Subject: Re: CVS commit: pkgsrc/databases/db4
To: Jeremy C. Reed <reed@reedmedia.net>
From: Robert Elz <kre@munnari.OZ.AU>
List: tech-pkg
Date: 12/29/2004 12:48:39
    Date:        Tue, 28 Dec 2004 19:42:56 -0800 (PST)
    From:        "Jeremy C. Reed" <reed@reedmedia.net>
    Message-ID:  <Pine.LNX.4.43.0412281935140.2696-100000@pilchuck.reedmedia.net>

  | A better fix would be to have pkg_add use the REQUIRES (but get rid of
  | superfluous libraries) and PROVIDES information.

This would be an improvement for sure - the current dependency setup
for binary packages is totally broken (it is making all kinds of
unjustifiable assumptions).

  | Another fix would be to
  | have no open-ended dependencies -- but that would be bad.

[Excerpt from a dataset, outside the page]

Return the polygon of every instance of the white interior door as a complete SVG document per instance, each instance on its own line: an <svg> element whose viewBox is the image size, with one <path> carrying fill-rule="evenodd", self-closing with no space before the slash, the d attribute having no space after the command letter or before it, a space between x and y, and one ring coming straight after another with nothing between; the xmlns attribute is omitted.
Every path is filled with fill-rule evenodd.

I'm guessing a bit at what I think you mean here, but if you mean
that binary packages shouldn't attempt to predict the future, and
claim compatibility with any new version that happens to appear,
then no, I don't think it would be bad, I think it would be a huge
step forward.

There is an issue here, that is being looked at backwards.   That is,
we have a package X, which depends upon Y.   It is known to work with
Y version n (and for now, assume no versions of Y before n).   So,
we're encoding a dependency on Y>=n - essentially, we're claiming that
X will work with every version of Y from n onwards.   That's clearly
absurd.

We kind of keep this mostly working by changing the name of Y whenever
a new version of Y appears which isn't backwards compatible with earlier
versions (or we change its name for a while, then sometime later, we
forget why the name was changed, the new name looks "wrong" and someone
goes and changes it back again...)

That's clearly not the right way.

When we create (binary pkg) X, we know which versions of Y X will work
with, we should be saying this explicitly.   For a library package Y,
that will really only be the particular Y that X was linked against (no-one
expects older libraries to work here, and we have no idea what will
happen with newer ones).

The problem people have here, is that when some trivial change is made
to Y (perhaps even as trivial as fixing a spelling mistake in a manual
page, which clearly affects absolutely nothing) Y gets a version bump,
(and needs one) and the old binary package X would need to be updated,
for no good reason at all.   That's clearly not good.

However, that doesn't mean that our solution (allow X to work against
any new version of Y) is the right one - it works in this case, but doesn't
if the new Y changes some interface (even fixes a bug that X knew about
and was working around - perhaps a function is documented as freeing
memory, but doesn't, it leaks instead, so X does the free for it, when
the library is fixed, and the free added, which should be a backwards
compatible change, X now fails, because of the double free).

So, what else is possible?   Clearly, start looking elsewhere for the
solution - we're currently trying to work around unknown changes in Y
in the pkg for X - no wonder it is difficult...    Instead, handle
changes in Y in Y itself.   That way we can do the right thing.

That is have X require Y version n.  (Y=n type dependency).

Then, when Y version n+1 appears, if Y(n+1) is binary upwards compatible
with Y(n) record in (or with) the package that Y(n+1) can replace Y(n)
in all dependencies - either version is OK (the new one might have new
stuff, that the old X cannot possibly be using, or might be faster,
smaller (yeah, sure!) or have bug fixes that can't be worked around
(buffer overflow bugs, ...) in it - but is guaranteed to work correctly
the same as the old one for anything the old one could do.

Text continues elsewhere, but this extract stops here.